How Can You Secure Your Property
11/11/2021 (Permalink)
After a fire at your property in Southern Oregon, you may have more to worry about than fire damage. Security at a fire-damaged property can be difficult, when often areas exposed by fire make any locking doors defunct; security systems may be too damaged to operate. You may have to contend with looting, or with animals entering open areas.
The Best Steps to Take
While your property won’t be wholly secure until it’s been completely restored and all security systems effectively replaced, you can still take precautions to prevent vandalism and other issues. Those precautions include:
• Boarding up any openings in the building. If the building doesn’t provide easy access, many looters and vandals will give up before they might get caught trying to pry the boards free. This can also help keep animals out.
• Installing motion sensor lights. Putting motion sensor lights around the property in the short term can stop many animals and looters in their tracks, and will usually scare both humans and creatures away.

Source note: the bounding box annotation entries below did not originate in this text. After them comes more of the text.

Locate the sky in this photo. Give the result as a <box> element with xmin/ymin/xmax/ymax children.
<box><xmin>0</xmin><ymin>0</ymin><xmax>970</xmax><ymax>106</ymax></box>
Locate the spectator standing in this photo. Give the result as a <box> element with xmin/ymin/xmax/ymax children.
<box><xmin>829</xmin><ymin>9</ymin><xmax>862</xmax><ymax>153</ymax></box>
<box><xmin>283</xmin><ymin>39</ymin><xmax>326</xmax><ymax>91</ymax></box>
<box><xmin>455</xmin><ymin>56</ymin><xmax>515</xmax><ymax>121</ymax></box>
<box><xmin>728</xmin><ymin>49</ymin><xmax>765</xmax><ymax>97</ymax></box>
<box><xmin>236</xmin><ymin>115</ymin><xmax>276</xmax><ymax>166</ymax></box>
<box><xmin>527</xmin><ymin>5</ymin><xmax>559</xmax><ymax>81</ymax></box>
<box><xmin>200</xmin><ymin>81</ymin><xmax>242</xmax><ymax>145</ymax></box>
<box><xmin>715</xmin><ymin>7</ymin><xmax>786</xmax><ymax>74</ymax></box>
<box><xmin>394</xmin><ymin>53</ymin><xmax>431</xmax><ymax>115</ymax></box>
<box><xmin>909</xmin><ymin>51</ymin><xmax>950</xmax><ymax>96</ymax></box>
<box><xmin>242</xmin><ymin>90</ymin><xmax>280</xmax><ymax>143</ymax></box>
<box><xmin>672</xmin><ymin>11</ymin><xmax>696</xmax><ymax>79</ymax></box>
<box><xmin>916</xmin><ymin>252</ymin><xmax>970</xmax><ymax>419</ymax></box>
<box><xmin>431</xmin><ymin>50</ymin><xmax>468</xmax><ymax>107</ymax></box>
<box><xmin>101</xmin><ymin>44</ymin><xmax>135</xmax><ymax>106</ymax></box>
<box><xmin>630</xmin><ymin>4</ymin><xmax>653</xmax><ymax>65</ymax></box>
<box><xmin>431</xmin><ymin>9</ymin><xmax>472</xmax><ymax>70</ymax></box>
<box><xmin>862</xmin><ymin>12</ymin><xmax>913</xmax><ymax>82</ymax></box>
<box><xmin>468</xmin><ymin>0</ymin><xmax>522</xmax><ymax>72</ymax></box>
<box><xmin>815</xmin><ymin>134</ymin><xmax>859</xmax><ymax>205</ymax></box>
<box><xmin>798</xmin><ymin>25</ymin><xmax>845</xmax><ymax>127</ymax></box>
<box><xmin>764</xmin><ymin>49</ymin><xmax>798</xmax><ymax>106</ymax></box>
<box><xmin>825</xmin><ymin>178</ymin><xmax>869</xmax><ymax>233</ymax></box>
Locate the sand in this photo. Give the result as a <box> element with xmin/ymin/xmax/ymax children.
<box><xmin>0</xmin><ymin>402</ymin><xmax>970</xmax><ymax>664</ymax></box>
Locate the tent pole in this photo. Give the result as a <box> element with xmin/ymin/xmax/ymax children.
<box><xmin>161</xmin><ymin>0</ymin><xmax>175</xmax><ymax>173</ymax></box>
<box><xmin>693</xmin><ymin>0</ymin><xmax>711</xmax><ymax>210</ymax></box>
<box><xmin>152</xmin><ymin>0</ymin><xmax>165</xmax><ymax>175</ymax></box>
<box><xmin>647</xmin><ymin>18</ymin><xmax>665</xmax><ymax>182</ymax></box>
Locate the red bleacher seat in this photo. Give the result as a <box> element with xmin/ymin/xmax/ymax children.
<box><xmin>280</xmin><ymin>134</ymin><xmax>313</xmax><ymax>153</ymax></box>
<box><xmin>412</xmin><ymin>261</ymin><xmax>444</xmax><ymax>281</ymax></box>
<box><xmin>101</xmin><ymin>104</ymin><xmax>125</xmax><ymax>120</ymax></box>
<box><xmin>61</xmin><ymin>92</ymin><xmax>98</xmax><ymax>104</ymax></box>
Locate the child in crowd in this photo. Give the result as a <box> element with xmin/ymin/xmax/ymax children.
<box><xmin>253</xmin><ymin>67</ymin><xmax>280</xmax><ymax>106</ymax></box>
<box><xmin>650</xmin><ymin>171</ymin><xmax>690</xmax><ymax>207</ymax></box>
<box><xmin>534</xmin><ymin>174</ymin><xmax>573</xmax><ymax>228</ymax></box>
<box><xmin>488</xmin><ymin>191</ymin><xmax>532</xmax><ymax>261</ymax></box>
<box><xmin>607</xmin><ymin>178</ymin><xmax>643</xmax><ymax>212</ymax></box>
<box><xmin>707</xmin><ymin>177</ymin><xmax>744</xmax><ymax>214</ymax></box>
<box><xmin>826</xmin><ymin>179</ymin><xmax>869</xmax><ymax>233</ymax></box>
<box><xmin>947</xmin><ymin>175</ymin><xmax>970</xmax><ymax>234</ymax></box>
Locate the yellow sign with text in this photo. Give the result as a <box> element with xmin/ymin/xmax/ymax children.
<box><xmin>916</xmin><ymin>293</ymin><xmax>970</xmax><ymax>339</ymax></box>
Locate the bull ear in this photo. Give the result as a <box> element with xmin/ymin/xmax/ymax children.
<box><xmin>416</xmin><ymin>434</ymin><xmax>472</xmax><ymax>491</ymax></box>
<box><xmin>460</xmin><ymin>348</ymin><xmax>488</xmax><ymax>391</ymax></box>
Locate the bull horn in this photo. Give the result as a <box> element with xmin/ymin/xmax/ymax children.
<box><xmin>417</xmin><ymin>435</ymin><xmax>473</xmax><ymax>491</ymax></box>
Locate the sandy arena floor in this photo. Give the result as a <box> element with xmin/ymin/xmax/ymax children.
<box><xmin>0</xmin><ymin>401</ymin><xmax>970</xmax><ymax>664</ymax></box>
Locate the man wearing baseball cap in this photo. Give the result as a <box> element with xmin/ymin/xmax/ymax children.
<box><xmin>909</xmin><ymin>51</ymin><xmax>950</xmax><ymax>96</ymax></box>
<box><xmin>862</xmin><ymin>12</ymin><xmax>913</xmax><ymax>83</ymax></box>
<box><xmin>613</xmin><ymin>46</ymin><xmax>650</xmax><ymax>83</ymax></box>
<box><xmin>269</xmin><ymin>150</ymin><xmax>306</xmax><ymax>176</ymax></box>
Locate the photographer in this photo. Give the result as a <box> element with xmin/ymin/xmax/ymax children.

• Removing anything that survived fire damage from the property. This should be a major part of fire cleanup anyway, but if you remove anything surviving of value from the property, this removes the temptation to loot as well.
• Putting up temporary fencing. Temporary fencing such as chain-link fencing gives you the option to at least put a padlock on the fence, and add an additional deterrent to invasion.
While none of these methods are foolproof, they’re still a good stopgap in the short term while you take the chance to assess the fire damage and make plans for cleanup and restoration. No property owner deserves to lose what things of value they have left after already suffering the devastation of a fire. Take precautions, and secure your valuable property before human or animal invaders can do additional damage.